Gi-hun still didn't know what work he did or who he worked for.

The drive was the longest, most painful silence they had ever shared. Gi-hun wanted to argue, to beg him to stay and fight, but he knew it was pointless. In-ho wasn't just depressed anymore; he just looked utterly, completely defeated.

As they reached the sprawling, metal-clanging docks, In-ho spoke, his voice clear, cold, and devastatingly final.

“You saved me, Gi-hun-ah. For a time. You made me remember what it felt like to be a person who could be touched, who could be comforted. You are the kindest man I have ever met.”

Gi-hun pulled up to the curb, the finality of the destination crushing him. The meter read 30,000 won.

In-ho didn't pull out the familiar 50,000 won note. Instead, he reached into his jacket pocket and pulled out a small, conspicuously heavy envelope.

“This is enough for you to pay your bills for a year. Maybe even start a small business again, Gi-hun-ah. Take it. It’s clean. It’s compensation for your time and your… company.”

Gi-hun pushed the envelope away, shaking his head fiercely, his eyes stinging. “No. I don’t want your charity, In-ho-ya. I’m not one of your hundred-won fares. I did it because I was lonely too.”

In-ho sighed, a sound of profound exhaustion. He placed the envelope carefully on the dashboard, right next to Gi-hun’s driver card.

“Then keep it as a debt. Pay it forward someday, to someone who needs it more than you do right now. But take it. It’s necessary.”

He turned to Gi-hun, his eyes holding Gi-hun’s gaze one last time, a dark, complex blend of gratitude and sorrow.

“Don’t ever play a game in a subway, Gi-hun. Not one. Stay simple. Stay kind. Stay here.”

Gi-hun reached out, pulling In-ho to him for a rough, desperate, chaste kiss. It wasn't hungry like before; it was a desperate, final farewell.

“Don’t go, In-ho,” Gi-hun whispered against his mouth, his own desperation laid bare.

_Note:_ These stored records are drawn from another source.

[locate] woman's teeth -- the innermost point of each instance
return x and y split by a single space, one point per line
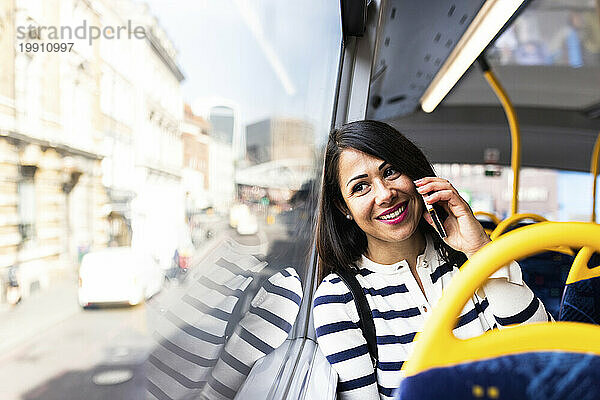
393 215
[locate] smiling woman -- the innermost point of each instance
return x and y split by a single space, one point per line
373 226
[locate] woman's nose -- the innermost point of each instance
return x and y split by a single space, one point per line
383 194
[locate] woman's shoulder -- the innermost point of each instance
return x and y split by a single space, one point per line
332 290
332 284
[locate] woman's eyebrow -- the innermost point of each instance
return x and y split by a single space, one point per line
356 177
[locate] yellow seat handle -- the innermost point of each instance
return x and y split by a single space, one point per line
579 270
436 346
513 219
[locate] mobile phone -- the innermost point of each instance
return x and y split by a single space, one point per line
439 215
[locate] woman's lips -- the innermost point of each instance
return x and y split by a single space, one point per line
397 219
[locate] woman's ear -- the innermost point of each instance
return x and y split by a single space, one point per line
341 207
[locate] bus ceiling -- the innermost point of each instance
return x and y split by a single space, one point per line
406 43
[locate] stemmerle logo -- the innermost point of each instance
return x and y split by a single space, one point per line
83 31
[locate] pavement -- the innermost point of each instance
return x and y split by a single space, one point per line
37 313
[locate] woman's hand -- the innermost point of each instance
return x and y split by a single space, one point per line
464 232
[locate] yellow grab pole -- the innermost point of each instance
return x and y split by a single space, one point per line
515 133
594 171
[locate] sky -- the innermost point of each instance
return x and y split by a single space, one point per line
268 57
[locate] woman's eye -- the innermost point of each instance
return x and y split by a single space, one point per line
389 172
359 187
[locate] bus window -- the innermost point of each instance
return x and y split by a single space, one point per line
159 169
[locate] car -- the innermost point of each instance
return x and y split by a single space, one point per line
118 275
247 224
236 212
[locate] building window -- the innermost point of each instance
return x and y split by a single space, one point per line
26 204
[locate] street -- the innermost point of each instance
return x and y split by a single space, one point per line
96 354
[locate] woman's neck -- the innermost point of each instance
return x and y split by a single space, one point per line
391 252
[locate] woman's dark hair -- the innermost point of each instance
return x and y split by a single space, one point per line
340 242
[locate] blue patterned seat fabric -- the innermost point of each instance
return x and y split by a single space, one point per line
581 300
539 376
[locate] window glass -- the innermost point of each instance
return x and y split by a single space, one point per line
159 164
552 32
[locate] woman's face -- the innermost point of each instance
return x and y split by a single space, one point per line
383 202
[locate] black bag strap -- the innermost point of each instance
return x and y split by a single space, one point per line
365 322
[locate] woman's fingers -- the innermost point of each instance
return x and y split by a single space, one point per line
432 185
442 190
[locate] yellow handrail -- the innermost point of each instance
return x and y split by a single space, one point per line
513 219
436 346
594 171
515 134
579 270
491 216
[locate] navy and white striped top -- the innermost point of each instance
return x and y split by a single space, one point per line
399 310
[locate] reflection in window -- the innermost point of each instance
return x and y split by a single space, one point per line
26 204
551 32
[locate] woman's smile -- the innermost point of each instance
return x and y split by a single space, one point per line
395 214
381 200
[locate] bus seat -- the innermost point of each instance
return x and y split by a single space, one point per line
581 297
557 360
545 274
543 375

“I am sorry. Maybe… we will meet again. And if we do, then I will stay,” In-ho replied. He pulled away, reaching for the door handle with a decisive movement.

“Your name,” Gi-hun called out, tears finally stinging his eyes. “Your full name. If I’m ever dared to asked.”

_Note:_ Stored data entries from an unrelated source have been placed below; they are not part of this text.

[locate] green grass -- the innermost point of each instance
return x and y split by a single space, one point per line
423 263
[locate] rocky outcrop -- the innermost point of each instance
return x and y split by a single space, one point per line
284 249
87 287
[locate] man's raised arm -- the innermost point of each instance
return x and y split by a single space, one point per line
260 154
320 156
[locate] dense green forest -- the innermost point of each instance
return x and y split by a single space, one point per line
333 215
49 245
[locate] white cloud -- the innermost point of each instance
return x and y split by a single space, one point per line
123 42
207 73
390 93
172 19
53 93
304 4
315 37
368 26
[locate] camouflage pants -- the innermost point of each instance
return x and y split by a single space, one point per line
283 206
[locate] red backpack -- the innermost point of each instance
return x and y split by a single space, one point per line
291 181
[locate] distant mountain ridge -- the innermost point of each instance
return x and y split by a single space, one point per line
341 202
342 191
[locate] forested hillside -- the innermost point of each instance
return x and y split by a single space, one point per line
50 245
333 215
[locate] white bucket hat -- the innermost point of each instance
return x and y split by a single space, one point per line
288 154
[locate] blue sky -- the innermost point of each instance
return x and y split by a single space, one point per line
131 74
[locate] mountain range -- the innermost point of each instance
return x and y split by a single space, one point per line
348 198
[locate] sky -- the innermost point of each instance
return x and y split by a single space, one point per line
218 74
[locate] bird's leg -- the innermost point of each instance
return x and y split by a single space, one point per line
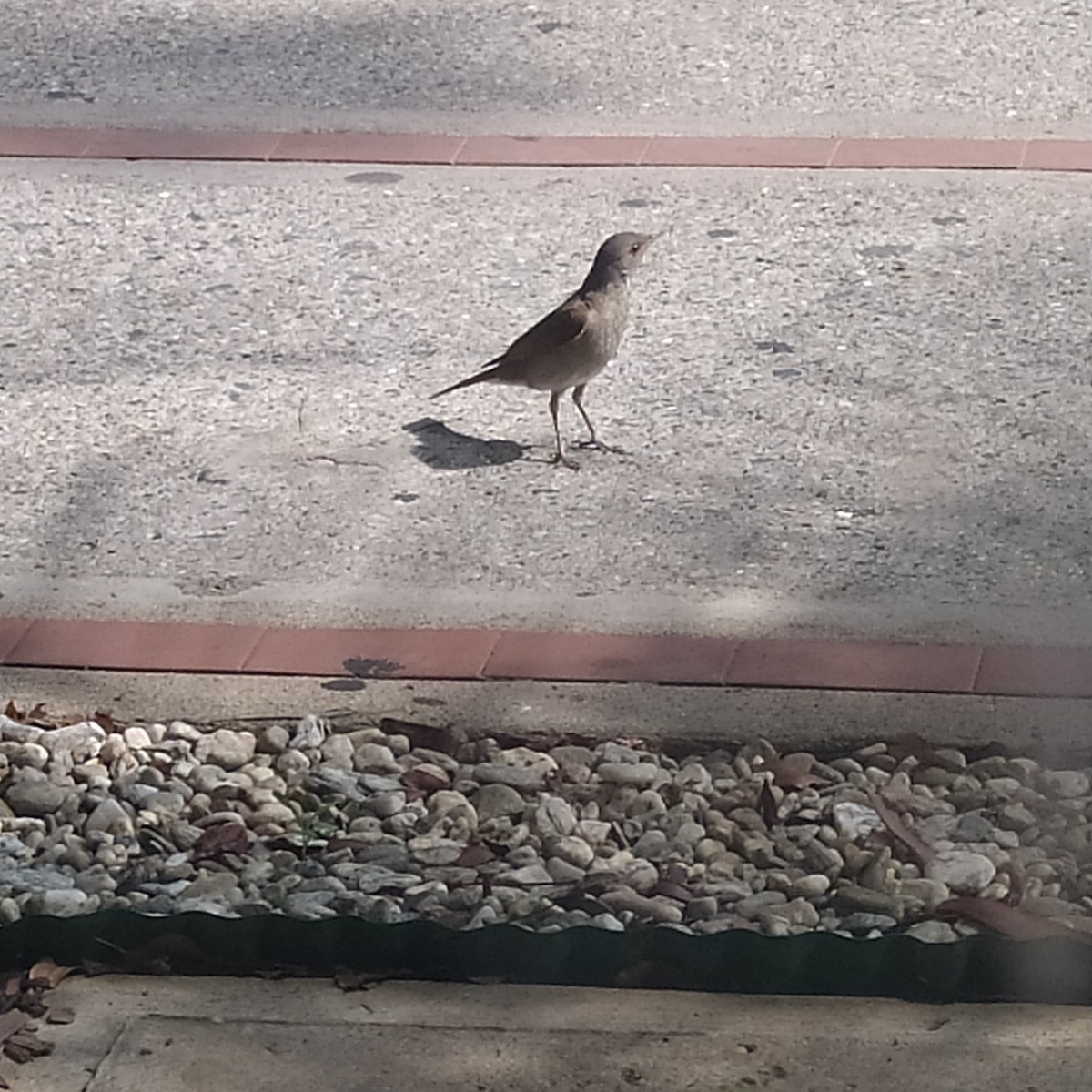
594 441
560 459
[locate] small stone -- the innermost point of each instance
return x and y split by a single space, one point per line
227 748
798 913
854 822
656 909
850 898
1065 784
375 758
82 742
964 872
58 904
554 816
639 774
751 906
272 738
430 850
309 734
593 831
933 933
34 797
529 876
652 844
497 774
862 922
809 887
496 801
561 872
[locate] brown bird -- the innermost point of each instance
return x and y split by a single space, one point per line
574 343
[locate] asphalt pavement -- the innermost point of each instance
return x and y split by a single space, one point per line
958 68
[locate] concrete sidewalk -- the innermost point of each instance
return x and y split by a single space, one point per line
854 403
180 1035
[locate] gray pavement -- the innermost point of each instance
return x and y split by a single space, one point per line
854 403
862 68
267 1036
683 719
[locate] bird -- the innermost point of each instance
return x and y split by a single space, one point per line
573 343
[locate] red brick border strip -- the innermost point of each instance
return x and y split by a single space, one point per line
574 658
502 151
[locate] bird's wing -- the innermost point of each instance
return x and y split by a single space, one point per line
561 328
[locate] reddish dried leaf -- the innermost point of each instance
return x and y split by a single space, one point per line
10 1024
767 805
913 746
672 891
416 778
106 722
794 771
896 827
674 873
446 740
47 973
223 838
25 1046
474 856
1009 921
349 978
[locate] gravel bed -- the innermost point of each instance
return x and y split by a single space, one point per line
418 823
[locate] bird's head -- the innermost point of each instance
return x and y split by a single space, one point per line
622 252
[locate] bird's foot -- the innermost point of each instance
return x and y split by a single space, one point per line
600 446
561 460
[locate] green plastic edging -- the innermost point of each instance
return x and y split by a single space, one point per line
1055 970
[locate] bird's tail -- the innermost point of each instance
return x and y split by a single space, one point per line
486 376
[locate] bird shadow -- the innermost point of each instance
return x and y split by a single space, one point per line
443 449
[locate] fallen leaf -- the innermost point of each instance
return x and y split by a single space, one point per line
913 746
222 838
474 856
794 771
349 980
447 740
767 805
48 973
898 828
106 722
25 1046
1009 921
416 778
11 1022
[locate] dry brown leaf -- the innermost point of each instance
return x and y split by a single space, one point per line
1009 921
445 740
222 838
25 1046
794 771
47 973
913 746
474 856
922 852
106 722
11 1022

In-ho paused, his hand on the door frame, his silhouette framed by the flashing, distant lights of the harbor.

He gave Gi-hun a small, almost painful smile.

“Hwang In-ho. Goodbye now, Gi-hun. Thank you for the company.”

And then he was gone. Gi-hun could only watch him walk away into the dark, labyrinthine maze of the shipping docks. Gi-hun watched him until he utterly vanished.

“See you later then,” Gi-hun whispered in his empty car, a small, stubborn promise.

Gi-hun sat there for five minutes, the engine idling, the air heavy with absence. He didn’t touch the envelope, which felt like a lead weight on his dash.

What game was In-ho talking about? What dangerous work did he do? Where was he going?

Gi-hun didn't know, but he hoped, against all reason, that In-ho would somehow come back. He hoped they would see each other again.

He finally put the car in drive, pulling away from the curb. He checked his rearview mirror out of habit. The back seat was empty. The ghost of In-ho’s cold, demanding touch was still on his neck.

Gi-hun turned his taxi toward the city, driving into the emerging dawn, ready to face another day alone, his wallet heavy, his heart inexplicably lighter.

Maybe he is going to meet his rich passenger again.

Gi-hun smiled a slow, sad smile at the reflection in the mirror as he held the envelope for the first time.

“Hwang In-ho,” He whispered his name, a secret vow, as he took another turn towards Ssangmun-dong, towards his home.